One little Hitler does the other one's will"
-Elvis Costello
With Barack Obama back in the White House for another four years, the threat of overturning ObamaCare is as empty as most American’s retirement funds.
I just hope America is careful what it wishes for.
You see, back in 1883, a country in Europe initiated a
national health care plan. As is the way with political movements, the plan
started out small and grew into a national compulsory plan.

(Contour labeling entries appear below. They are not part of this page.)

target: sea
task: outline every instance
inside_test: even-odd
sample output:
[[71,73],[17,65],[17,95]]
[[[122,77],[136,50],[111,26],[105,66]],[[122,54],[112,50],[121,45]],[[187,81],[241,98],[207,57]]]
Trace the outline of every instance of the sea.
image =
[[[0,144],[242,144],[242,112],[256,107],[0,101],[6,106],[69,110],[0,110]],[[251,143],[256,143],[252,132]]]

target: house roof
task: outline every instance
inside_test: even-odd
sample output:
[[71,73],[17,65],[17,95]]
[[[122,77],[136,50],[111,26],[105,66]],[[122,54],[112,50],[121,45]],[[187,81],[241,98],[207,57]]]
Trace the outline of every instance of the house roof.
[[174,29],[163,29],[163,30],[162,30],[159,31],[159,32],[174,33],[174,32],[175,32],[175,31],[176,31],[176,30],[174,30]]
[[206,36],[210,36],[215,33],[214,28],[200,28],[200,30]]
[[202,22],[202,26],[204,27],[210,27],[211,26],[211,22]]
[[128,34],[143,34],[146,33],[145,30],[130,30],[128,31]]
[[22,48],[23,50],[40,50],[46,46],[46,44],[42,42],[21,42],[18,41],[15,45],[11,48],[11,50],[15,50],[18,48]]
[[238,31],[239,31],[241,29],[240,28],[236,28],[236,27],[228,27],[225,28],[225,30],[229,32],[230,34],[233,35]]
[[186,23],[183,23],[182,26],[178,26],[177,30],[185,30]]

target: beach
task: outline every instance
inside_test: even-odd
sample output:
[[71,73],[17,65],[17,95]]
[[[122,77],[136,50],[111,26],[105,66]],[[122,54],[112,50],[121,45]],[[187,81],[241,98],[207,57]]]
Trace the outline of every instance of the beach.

The plan slowly grew, and doctors found themselves in
partnership with the government, becoming advocates for the health of the
general population.
Traditional individual ethics and Christian values were
supplanted by a collective ethic for the benefit of the health of the nation.
That nation was Germany.
As Germany’s fortunes waned in the early twentieth century, the
health care plan started by Otto von Bismark was faced with the need to perform
cost-benefit analyses, leading to the selection of strong individuals worthy of
support, and the elimination of the weak.
And this was before the National Socialist Party (you may
know them by their warm and fuzzy name-Nazis) came to power.
It was seen as the duty of the state to grant life and
livelihood only to the healthy and hereditarily sound. Sterilization became a
common practice, and grew widespread, and under Hitler, the atrocities grew. In
May 1939, Hitler directed that “lives not worth living” be put to an end, and
deformed and retarded children were euthanized.
All this was before the Jews were singled out for
extermination-this is how Hitler treated Germans.
This is how German doctors treated fellow Germans.
And this is how German people treated other Germans.
Why do I point all this out?
Because it can happen again.
I am not trying to say our newly re-elected president is a
Nazi, not am I accusing the health care plan of having Third Reich overtones.
But I am saying that there will come a time, and that time
may be sooner than we think, where the demand for medical services exceeds the
amount of money allotted to pay for them, and choices will have to be made.
Who will make those choices?
How will those choices be made?Alan Keyes once wrote that our society’s ability to rationalize the murder of unborn children is the primary reason for its decline.
He said, “we are not going to remain a free people if we arrogate to ourselves the right to destroy the rights of others...and that's exactly what we are doing when we embrace… pro-choice."
I am not trying to bring up the pro-life debate in this post (there are other posts for that).
I am just pointing out that the same people you will be counting on to fight for your rights when you are older and need medical care will be the same people who decided that an unborn child does not have any rights.
Are you sure they are the people you want to count on?